Serafina Pekkala, 29 Mei 2015


Aku ingat ketika semuanya bermula ketika air mengguyur langit Jakarta, memaksaku berlari mencari persinggahan. Sampai kau, datang dengan memakai jaket kulitmu berlari menghindari hujan kearahku. Dan saat itu pula senyumanmu bersarang di momori, mampu melukis pelangi. Hari demi hari tinta penaku mengukir rangkaian kata, menggambarkan sosok dengan motor hitamnya ketika hujan turun dan menciptakan aroma menenangkan yang kau sebut petrichor. Sesungguhnya aku tahu dengan pasti dengan kata ‘petrichor’ yang kau ucapkan hari itu, malah terlalu biasa sebenarnya. Hingga lidahmu membuat iramanya berbeda, menciptakan kenyamanan bagi telinga yang mendengarnya.
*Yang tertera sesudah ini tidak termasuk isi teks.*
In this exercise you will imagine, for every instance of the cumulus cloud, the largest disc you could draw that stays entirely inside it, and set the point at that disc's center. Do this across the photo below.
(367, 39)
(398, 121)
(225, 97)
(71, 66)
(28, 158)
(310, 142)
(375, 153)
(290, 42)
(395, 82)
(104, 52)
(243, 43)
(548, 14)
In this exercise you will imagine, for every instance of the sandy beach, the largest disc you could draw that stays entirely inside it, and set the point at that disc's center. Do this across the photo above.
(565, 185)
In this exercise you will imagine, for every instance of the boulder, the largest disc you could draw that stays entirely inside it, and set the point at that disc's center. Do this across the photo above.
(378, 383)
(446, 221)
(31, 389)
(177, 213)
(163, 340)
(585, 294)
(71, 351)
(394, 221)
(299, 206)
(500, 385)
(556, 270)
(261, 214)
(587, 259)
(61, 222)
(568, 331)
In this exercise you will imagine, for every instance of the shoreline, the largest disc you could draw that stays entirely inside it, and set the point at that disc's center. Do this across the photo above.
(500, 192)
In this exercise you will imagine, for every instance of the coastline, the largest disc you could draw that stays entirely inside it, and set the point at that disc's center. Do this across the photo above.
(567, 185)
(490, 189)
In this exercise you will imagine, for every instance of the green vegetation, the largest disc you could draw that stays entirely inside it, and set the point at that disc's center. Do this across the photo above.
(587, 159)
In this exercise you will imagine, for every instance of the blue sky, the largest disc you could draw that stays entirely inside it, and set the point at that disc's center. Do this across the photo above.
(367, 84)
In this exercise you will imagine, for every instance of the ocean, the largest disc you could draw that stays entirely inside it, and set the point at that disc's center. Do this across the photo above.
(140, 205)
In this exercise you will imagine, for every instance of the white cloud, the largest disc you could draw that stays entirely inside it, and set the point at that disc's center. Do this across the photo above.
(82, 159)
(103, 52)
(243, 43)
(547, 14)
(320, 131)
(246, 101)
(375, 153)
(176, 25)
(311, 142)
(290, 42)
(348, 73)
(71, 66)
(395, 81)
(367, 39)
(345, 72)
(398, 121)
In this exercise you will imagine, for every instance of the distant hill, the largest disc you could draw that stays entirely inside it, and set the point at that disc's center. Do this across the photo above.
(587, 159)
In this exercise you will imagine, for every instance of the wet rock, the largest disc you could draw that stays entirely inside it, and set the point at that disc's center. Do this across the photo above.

Hari ini, tepat 1460 hari yang lalu kau menampilkan senyum samarmu sambil berbicara tentang buku. Rasa itu tidak hilang, bahkan menerap dan bertambah seiring berdetaknya jam di dinding.
Hari ini, minggu keempat sabtu cerah, kulangkahkann kaki dijalan setapak yang selalu kulalui. Hari ini, seperti yang rutin kulakukan, kupeluk rangkaian lily putih ditanganku lalu duduk menghadapmu. Dan hari ini, tepat 1460 hari yang lalu senyuman yang pertama dan terakhir kulihat menghias wajah tampan yang kau miliki. Sesuai apa yang kujanjikan pada diriku sendiri, kali ke-96 kubawakan bunga kesukaanku. Kali ke-96 aku menduduki tanah sebelah nisanmu. Dan kesekian juta kalinya aku jatuh cinta padamu.

Aku mencintaimu. Hari ini, besok, dan semoga sampai kapanpun.

Tenang, aku akan tetap melanjutkan hidupku, sayang. Dengan kenangan 14.467 detik yang pernah kau berikan. Aku berjanji.